A ser cabido aplicar, sempre, a multa de 10000$00, nunca será ultrapassado o máximo fixado na alínea e) do artigo 218.º e que bem podia ser imposto, mesmo que não fosse desrespeitado o § único do artigo 220.º

Uma vez que se esteja em presença de qualquer das restantes quatro alíneas (onde se impõem multas de quantitativo bem diferente, visto ser menor o número de pessoas ao serviço), aqueles 10000$00 importa serem os respectivos máximos (500$00, 1000$00, 2000$00 e 5000$00) elevados, respectivamente, vinte vezes, dez vezes, cinco vezes e duas vezes, o que o legislador certamente não quis, além do mais, porque seria estabelecer uma desigualdade que, segundo nosso parecer, não teria uma convincente justificação].
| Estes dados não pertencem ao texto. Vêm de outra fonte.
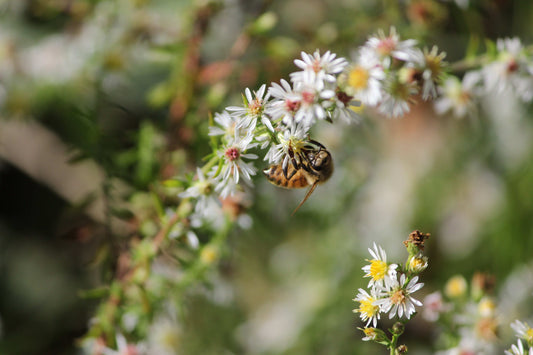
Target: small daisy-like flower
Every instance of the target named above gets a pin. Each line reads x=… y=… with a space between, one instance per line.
x=254 y=107
x=389 y=47
x=432 y=67
x=399 y=300
x=364 y=78
x=287 y=102
x=368 y=310
x=519 y=349
x=370 y=334
x=325 y=67
x=374 y=334
x=379 y=271
x=523 y=331
x=458 y=96
x=234 y=166
x=417 y=264
x=455 y=287
x=303 y=104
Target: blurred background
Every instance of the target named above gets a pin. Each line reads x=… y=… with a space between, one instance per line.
x=101 y=100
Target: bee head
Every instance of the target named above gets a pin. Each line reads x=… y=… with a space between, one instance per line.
x=319 y=160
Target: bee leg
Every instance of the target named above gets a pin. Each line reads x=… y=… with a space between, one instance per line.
x=309 y=192
x=293 y=160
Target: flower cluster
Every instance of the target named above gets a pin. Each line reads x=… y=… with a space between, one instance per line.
x=469 y=320
x=391 y=289
x=507 y=67
x=389 y=73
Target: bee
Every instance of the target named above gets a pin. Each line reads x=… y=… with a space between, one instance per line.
x=310 y=166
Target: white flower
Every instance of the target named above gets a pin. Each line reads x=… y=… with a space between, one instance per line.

Tem voto de conformidade dos Srs. Conselheiros Gonçalves Pereira, Albuquerque Rocha, Torres Paulo, Ludovico da Costa, Joaquim de Melo, Teixeira de Andrade, Correia Guedes, Santos Carvalho e Oliveira Carvalho, que não assinam por não estarem presentes. - Lopes Cardoso.

Está conforme.
Supremo Tribunal de Justiça, 12 de Janeiro de 1968. - O Secretário, Joaquim Múrias de Freitas.